Kebijakan ini sejalan dengan penerapan Standar Nasional Indonesia (SNI) untuk mendorong penguatan industri dalam negeri. Selanjutnya, kebijakan subtitusi impor 35% pada tahun 2022 yang bertujuan menurunkan impor pada industri dengan nilai impor besar, simultan dengan peningkatan utilisasi produski seluruh sektor industri pengolahan.
Substitusi impor juga menyasar peningkatan investasi industri, baik investasi baru maupun perluasan, untuk produk bahan baku dan penolong, serta barang modal.
Terkait Purchasing Manager’s Index (PMI) manufaktur Indonesia yang dalam delapan bulan sebelumnya selalu berada di atas angka 50 atau di level ekspansif, Menperin menyebutkan bahwa hal tersebut menunjukkan sektor industri tetap optimis. Pada bulan Juni 2021, PMI manufaktur Indonesia masih berada pada angka 53,5.
Namun adanya Pemberlakuan Pembatasan Kegiatan Masyarakat (PPKM) darurat yang mengakibatkan pembatasan mobilitas membuat PMI terkontraksi di angka 40,1 pada bulan Juli.

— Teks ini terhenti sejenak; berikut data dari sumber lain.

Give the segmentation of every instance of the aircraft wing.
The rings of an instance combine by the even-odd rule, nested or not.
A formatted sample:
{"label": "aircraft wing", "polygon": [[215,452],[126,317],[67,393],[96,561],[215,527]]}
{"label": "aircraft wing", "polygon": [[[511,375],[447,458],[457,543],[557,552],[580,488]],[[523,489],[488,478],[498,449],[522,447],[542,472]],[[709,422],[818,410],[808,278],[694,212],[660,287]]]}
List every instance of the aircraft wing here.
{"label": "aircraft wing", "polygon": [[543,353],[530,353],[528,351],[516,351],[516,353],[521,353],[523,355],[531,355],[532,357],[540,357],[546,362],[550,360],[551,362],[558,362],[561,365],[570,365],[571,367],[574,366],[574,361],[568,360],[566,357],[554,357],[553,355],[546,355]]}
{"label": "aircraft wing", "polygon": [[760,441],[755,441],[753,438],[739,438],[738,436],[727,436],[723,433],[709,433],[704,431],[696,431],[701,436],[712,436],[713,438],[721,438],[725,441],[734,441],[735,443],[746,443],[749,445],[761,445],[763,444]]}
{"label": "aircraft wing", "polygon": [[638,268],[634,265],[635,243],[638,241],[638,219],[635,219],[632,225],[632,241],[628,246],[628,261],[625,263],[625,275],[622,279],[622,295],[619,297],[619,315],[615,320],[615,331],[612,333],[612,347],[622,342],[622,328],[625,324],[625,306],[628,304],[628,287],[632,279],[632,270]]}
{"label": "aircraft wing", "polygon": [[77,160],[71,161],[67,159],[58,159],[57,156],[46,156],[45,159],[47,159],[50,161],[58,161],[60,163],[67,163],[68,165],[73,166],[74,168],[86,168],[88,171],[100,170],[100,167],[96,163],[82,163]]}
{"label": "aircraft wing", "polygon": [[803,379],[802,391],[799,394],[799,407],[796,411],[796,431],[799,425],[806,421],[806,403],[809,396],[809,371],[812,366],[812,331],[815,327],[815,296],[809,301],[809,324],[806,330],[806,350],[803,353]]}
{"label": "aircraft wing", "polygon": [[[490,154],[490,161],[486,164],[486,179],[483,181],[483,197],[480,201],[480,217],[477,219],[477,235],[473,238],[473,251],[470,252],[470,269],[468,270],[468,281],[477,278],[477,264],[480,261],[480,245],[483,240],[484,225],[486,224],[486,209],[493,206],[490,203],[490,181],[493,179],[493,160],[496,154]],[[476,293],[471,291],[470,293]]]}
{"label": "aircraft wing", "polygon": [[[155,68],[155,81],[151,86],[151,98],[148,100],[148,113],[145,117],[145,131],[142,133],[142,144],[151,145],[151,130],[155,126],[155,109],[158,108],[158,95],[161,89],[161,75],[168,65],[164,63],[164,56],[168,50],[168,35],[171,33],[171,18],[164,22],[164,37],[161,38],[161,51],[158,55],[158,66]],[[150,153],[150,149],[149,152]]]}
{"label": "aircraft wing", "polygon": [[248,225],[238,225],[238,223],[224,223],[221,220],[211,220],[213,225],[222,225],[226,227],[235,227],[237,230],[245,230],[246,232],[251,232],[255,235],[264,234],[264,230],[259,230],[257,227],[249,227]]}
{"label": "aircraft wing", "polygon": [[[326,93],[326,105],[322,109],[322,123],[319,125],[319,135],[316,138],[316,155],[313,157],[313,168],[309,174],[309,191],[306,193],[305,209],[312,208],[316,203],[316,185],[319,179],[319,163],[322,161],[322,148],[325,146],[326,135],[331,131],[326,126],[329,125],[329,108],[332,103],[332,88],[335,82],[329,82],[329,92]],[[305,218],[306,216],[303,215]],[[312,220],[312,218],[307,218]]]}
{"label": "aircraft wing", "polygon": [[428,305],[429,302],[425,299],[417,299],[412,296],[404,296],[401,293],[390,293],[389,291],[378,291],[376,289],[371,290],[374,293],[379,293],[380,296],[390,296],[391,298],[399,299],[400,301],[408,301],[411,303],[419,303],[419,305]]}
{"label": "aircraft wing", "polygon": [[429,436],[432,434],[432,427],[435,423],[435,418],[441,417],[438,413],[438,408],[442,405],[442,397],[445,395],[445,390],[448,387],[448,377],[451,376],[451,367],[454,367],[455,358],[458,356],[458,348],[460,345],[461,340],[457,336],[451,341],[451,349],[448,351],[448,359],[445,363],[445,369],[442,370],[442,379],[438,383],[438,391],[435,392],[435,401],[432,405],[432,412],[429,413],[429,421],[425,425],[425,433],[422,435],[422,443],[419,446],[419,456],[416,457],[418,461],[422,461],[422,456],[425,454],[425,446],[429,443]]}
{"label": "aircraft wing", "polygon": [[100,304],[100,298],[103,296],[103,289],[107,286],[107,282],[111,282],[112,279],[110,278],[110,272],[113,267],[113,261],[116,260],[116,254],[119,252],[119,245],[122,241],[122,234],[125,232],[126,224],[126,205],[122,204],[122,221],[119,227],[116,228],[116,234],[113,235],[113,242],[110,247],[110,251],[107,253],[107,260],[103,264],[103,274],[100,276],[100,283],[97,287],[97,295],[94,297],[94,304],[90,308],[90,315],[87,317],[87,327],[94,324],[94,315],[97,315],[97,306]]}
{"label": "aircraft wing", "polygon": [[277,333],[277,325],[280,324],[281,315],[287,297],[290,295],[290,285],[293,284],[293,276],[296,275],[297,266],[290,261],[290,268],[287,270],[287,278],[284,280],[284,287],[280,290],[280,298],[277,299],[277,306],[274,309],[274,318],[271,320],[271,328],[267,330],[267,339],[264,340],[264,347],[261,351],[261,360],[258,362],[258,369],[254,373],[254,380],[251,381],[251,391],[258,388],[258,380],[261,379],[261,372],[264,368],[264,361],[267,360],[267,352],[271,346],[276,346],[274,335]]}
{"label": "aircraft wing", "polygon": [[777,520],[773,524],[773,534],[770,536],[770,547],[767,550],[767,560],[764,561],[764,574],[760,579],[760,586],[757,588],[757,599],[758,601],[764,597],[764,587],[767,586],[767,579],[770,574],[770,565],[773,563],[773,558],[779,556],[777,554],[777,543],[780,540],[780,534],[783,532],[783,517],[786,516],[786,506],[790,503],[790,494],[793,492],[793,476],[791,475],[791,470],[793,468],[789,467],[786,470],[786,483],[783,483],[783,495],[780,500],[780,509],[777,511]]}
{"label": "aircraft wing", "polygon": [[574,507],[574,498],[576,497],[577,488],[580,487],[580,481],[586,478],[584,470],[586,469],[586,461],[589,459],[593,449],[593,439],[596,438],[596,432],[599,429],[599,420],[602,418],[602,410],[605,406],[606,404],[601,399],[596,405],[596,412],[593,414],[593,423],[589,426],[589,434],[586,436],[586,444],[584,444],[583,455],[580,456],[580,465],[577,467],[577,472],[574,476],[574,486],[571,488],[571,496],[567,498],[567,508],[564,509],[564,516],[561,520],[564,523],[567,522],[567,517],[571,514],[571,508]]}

“Tapi saya kira resiliensi sektor industri tidak perlu kita khawatirkan. Kita menunggu vaksinasi sektor industri dilaksanakan lebih cepat, sehingga industri bisa melakukan proses produksinya dalam kondisi normal,” jelas Menperin.
Kemenperin bekerja sama dengan Kementerian Kesehatan melaksanakan vaksinasi industri yang mulai dilakukan pada akhir Juli lalu. Melalui program tersebut, hingga sekitar 5.000 pekerja industri telah mendapatkan vaksinasi. Program ini ditargetkan dapat menjangkau pekerja industri di Jawa dan Bali hingga Oktober 2021.
Menperin memaparkan, faktor turunnya PMI manufaktur Indonesia salah satunya juga berkaitan pengalihan bahan baku oksigen dari industri untuk membantu pasien Covid-19. “Tadinya, sebelum merebaknya Covid-19 varian Delta, rasio oksigen untuk industri dan medis adalah 70%:30%.
Saat ini menjadi 90% untuk medis dan 10% untuk industri, sehingga dampaknya indstri tidak mendapatkan oksigen untuk bahan baku,” lanjutnya.
Sementara itu, Pemerintah memproyeksikan pertumbuhan ekonomi mencapai 3-4% pada triwulan III dan 4-5% di triwulan IV 2021. “Tentunya target tersebut bisa tercapai apabila vaksinasi untuk sektor industri, termasuk pekerja industri, bisa berjalan dengan baik,” pungkas Menperin.